Since then, President Rouhani’s response to the protests has been subdued. He admitted that the driving force behind the unrest was “distance from the younger generation.” Rouhani called for government transparency and greater access to the internet, finally following up on his 2013 campaign promises. However, whether or not Rouhani has the political strength or ability to implement these reforms is another question. Supreme Leader Ayatollah Khamenei was quoted as saying, “in recent days, enemies of Iran used different tools including cash, weapons, politics and intelligence services to create troubles for the Islamic Republic”. Khamenei does not acknowledge the root cause of the protests, but instead blames the West for their political strife. The Supreme Leader’s comments are a dismissal of the Iranian people’s struggles and his inability to recognize them will ensure that reforms are not made.

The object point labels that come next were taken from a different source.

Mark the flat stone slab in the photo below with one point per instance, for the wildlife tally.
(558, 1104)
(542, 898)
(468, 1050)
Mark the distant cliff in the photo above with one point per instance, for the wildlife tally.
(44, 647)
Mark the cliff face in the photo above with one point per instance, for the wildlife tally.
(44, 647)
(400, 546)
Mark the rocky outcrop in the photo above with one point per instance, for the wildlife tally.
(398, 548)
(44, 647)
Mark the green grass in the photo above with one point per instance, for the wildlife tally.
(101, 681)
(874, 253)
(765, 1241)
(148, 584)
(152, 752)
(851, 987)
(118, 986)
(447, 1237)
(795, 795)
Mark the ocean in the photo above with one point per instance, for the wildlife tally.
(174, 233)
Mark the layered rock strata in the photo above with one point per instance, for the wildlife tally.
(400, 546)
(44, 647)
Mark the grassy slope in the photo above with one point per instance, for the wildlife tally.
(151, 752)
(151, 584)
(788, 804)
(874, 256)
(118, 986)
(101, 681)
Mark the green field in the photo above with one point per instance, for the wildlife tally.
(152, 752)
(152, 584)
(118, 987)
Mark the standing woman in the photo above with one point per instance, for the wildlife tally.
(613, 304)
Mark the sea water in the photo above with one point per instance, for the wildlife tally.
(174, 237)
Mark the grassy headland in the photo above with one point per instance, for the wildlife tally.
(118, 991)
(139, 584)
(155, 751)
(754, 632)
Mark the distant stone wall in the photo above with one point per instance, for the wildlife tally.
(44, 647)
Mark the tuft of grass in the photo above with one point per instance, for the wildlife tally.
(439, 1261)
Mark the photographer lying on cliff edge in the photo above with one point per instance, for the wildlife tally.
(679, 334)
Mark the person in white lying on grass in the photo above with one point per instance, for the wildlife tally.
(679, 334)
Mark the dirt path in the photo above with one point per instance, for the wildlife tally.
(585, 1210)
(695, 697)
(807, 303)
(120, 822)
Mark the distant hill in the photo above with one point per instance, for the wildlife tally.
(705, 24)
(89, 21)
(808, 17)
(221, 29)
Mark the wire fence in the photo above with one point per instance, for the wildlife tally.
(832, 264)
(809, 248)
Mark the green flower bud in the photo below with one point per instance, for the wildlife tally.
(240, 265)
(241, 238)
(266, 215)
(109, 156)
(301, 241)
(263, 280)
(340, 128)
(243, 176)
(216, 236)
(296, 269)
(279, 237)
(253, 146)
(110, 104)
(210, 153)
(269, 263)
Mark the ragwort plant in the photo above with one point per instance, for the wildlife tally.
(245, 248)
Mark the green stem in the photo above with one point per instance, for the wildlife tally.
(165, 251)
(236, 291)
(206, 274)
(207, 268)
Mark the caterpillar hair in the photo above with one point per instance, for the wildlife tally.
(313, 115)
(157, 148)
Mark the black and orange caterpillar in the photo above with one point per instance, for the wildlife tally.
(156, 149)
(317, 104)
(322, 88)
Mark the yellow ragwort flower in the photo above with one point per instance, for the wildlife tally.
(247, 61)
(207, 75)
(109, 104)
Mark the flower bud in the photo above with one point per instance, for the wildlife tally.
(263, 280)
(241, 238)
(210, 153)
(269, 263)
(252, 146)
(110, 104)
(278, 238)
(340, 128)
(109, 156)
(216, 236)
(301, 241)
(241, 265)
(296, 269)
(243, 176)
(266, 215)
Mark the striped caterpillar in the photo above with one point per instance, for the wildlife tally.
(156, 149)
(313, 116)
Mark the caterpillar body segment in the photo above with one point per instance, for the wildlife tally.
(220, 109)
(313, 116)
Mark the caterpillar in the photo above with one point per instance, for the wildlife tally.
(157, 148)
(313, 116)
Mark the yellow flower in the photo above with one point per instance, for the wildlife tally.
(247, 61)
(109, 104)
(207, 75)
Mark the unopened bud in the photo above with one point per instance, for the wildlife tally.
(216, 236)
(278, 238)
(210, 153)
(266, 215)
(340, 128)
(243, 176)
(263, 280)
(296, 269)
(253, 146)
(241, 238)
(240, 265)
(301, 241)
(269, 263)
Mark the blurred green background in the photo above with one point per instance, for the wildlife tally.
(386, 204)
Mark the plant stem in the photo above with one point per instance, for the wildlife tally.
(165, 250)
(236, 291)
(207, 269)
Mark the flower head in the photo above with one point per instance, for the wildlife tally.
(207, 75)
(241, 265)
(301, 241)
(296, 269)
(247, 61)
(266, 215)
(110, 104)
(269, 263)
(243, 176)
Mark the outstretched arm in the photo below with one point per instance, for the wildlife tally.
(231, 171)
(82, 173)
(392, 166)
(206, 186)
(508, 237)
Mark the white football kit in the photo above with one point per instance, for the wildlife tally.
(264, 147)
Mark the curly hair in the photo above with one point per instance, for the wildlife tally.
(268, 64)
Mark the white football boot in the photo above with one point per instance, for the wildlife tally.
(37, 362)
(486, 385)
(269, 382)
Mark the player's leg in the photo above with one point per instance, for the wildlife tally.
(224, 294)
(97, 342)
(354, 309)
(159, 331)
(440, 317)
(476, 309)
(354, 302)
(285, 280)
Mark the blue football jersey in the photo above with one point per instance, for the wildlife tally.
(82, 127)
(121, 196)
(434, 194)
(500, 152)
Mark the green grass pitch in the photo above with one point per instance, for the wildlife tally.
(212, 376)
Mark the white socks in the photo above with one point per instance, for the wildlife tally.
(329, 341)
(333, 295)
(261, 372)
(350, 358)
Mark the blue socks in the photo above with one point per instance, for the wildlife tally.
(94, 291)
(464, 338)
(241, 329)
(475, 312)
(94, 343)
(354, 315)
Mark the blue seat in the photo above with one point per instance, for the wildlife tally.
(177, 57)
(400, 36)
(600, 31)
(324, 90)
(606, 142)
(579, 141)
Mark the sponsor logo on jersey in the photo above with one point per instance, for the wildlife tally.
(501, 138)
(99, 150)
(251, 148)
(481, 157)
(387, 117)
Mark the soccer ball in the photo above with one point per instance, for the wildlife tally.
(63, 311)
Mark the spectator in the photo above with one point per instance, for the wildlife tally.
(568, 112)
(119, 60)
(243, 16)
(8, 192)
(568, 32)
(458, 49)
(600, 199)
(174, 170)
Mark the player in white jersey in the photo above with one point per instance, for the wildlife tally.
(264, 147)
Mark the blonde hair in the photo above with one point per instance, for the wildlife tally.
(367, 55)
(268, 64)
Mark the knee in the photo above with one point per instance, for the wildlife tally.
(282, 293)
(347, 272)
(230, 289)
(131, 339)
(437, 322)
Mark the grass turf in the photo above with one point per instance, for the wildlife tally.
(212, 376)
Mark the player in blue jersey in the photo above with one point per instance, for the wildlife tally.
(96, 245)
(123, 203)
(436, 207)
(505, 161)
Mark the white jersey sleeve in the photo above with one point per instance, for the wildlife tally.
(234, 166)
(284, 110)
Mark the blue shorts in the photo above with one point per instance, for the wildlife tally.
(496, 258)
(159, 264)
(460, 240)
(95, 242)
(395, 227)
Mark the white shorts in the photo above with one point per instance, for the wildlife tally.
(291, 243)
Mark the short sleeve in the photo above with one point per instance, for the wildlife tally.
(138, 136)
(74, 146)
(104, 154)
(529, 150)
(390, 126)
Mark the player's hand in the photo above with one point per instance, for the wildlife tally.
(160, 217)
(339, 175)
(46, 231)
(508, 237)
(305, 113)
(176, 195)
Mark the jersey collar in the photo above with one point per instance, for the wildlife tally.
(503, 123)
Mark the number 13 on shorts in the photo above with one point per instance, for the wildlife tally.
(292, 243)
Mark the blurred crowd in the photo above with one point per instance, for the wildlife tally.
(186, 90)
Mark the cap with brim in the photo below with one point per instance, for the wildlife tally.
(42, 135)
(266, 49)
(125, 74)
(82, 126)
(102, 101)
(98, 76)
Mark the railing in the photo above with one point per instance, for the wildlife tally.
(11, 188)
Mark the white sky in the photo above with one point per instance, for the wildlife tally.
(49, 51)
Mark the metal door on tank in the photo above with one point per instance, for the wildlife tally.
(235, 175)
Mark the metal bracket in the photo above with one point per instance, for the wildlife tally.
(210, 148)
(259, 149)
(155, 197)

Iran’s other political faction, the Reformists, did not make a strong statement in regards to the protests. The Reformists are a political faction in favor of reforms that increase freedom and democracy within the Iranian political system. A prominent Reformist is former Iranian president Mohammed Khatami. A Reformist, Mohammad Ali Abtahi wrote on Instagram, “stirring up social problems and encouraging street protests will be, more than anything else, to the detriment of the people who live inside Iran”. It appears that the Reformists have appeared to support the government, while not overtly endorsing the protests. Thus, Iran’s three major elite factions have struggled to act coherently and in harmony. It is possible that divisions in the government, exacerbated by these most recent protests could continue to grow. If Rouhani pushes for reforms, while the Supreme Leader continues to hold his xenophobic, ‘ignorance is bliss’ positions, Iran’s government could face internal turmoil. A fragmented Iranian government could quickly become the root cause of external problems. The Iranian people have been demanding more freedom and better economic opportunities. What if the Iranian government is unable to deliver change and improve the country’s economy? It is possible that further economic collapse could further mobilize the people against the Iranian government.
The 2017 protests will not be the one that overthrows the Iranian government. The protests inability to organize and take root in Tehran, coupled with the Iranian government’s draconian response has led to their failure. However, there are reasons for political vulnerability within Iran. The growing divide within the government could spark internal chaos, which could cause the government to collapse from the inside. Furthermore, if Iran’s economy does not improve, more protests will occur. If new protests are injected with leadership and organization, they have the potential to become larger and more effective. Indeed, it is hard to imagine the Supreme Leader losing power in Iran, but the fact that this grassroots protest was able to spread across Iran to over 80 cities, illustrates the Iranian people’s increasing revolutionary fervour. The 2009 protest was limited to Tehran and were a response to an election. These recent protests touch upon deep-rooted economic, social and political issues. The political stakes are intensifying. More gasoline is being poured on the fire in Iran and the right spark could ignite a more incendiary and violent protest movement.